A guide to using the Reading Lists Online service.

Academic Ebooks - Key Points

Purchasing academic ebooks is not as straightforward as one might think. Models that people might be used to, e.g. Kindle ebooks, are not available for academic institutions. Below are some key points regarding the purchase of academic ebooks.

  • The library relies on 4 aggregate suppliers to purchase ebooks. The ebooks will then be hosted on their own platform (e.g. DawsonEra) or on the publisher's platform (e.g. Cambridge University Press).
  • Not every book is available to purchase as an electronic book. This is normally down to the publisher allowing or not allowing its electronic publication.
  • If an ebook is available to purchase there are a number of licenses/access models that we must pick between. Not of all of these models are available for an individual title so sometimes we have no option but to pick a more restrictive model as that is the only option available to us.The models that exist are:
    • Unlimited access - allows any number of concurrent users for an unlimited period. This is our preference but tends to be the most expensive model of access.
    • Limited concurrent users - will only allow a certain number of users to access the ebook at one time, normally 1 or 3 user licenses. This means we need to buy multiple copies of the ebook to allow multiple access especially for large courses. We have had some ebooks that are over £1,000 for a 1 user license so this is sometimes not a viable option.
    • Credit based system - an ebook will have for example 400 credits. Each time a user logs in to view that ebook, a credit will be used (unless the same user accesses the ebook again within 24 hours).
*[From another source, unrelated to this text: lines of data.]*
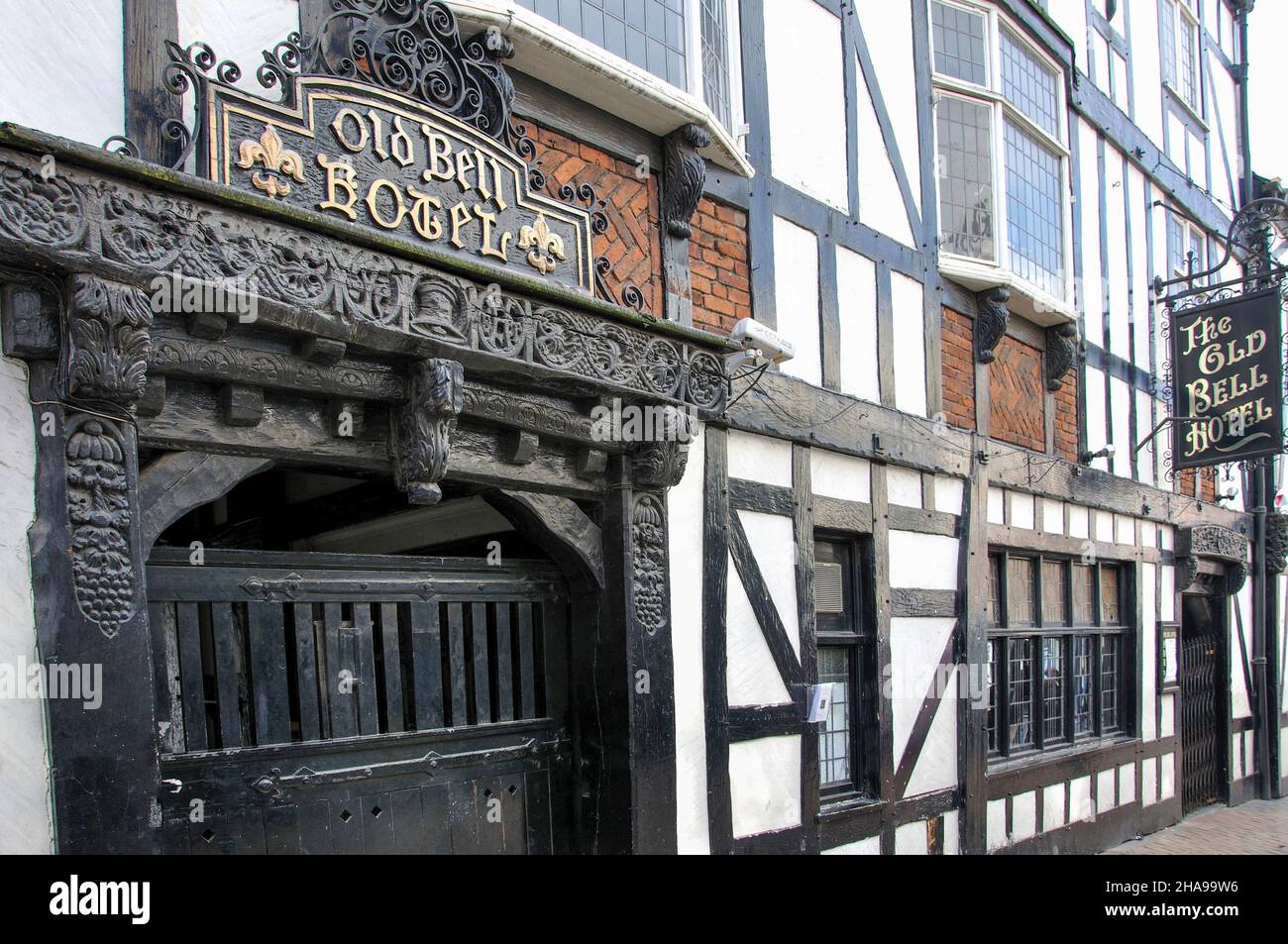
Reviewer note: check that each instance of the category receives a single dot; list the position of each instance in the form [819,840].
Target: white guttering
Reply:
[561,58]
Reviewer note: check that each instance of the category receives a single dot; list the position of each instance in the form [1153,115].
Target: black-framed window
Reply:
[1059,655]
[845,634]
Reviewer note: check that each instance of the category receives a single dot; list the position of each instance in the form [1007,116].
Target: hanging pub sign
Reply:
[1227,380]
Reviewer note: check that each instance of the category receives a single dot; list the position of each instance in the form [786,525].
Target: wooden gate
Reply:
[1202,702]
[327,703]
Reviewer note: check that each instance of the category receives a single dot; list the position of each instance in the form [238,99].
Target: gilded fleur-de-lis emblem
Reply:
[275,158]
[544,246]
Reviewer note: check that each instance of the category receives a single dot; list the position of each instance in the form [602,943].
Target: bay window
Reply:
[691,44]
[1003,158]
[1057,653]
[1179,35]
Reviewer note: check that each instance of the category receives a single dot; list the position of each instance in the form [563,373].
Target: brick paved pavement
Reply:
[1258,827]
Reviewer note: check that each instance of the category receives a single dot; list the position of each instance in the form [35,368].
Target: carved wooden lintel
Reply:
[423,429]
[991,322]
[686,174]
[660,464]
[1061,349]
[108,340]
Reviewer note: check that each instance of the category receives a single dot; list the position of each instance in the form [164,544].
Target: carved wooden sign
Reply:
[1228,380]
[385,161]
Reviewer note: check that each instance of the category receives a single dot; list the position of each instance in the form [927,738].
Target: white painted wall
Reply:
[62,67]
[806,104]
[684,532]
[26,826]
[797,297]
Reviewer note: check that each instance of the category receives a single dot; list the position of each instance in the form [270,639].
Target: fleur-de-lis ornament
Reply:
[275,157]
[544,246]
In theory, if a course has hundreds of students, they could all log in to view the book in one day and use all of the credits.
    • If there is no ebook available we rely on our digital copies service to provide a section of the ebook which is compliant with copyright restrictions. The link to the digital copy can then be added to the Talis Aspire Reading List. This does not allow the whole book to be scanned, normally it is around 10% of the book.

Other access models

There are a number of other access models for ebooks, below is some more information on these:

  • Packages - some publishers will only allow access to ebooks as part of a wider package deal. This can lead to libraries purchasing these packages to get access to some relevant content while the rest of the package may not align with the institutions research and/or teaching.
  • E-Textbooks - some publishers will only allow ebooks to published as an etextbook. This means that there is sometimes increased functionality including student and teaching notes, however it is also a very expensive route. This model requires the library to buy an individual copy of the ebook for everyone that might need to access this textbook. An individual copy can be anywhere from relatively cheap to hundreds of pounds; that, multiplied by the number of students on a large course, can mean we would be paying thousands of pounds for access to one textbook.
    This is an incredibly restrictive method and goes against our ethos of purchasing resources that all students can access. Because of this and the high costs attached to this model, it is very unlikely that we would purchase these types of etextbooks.
  • Physical only - some publishers simply don't want to make their texts available electronically, in order to preserve their physical collection.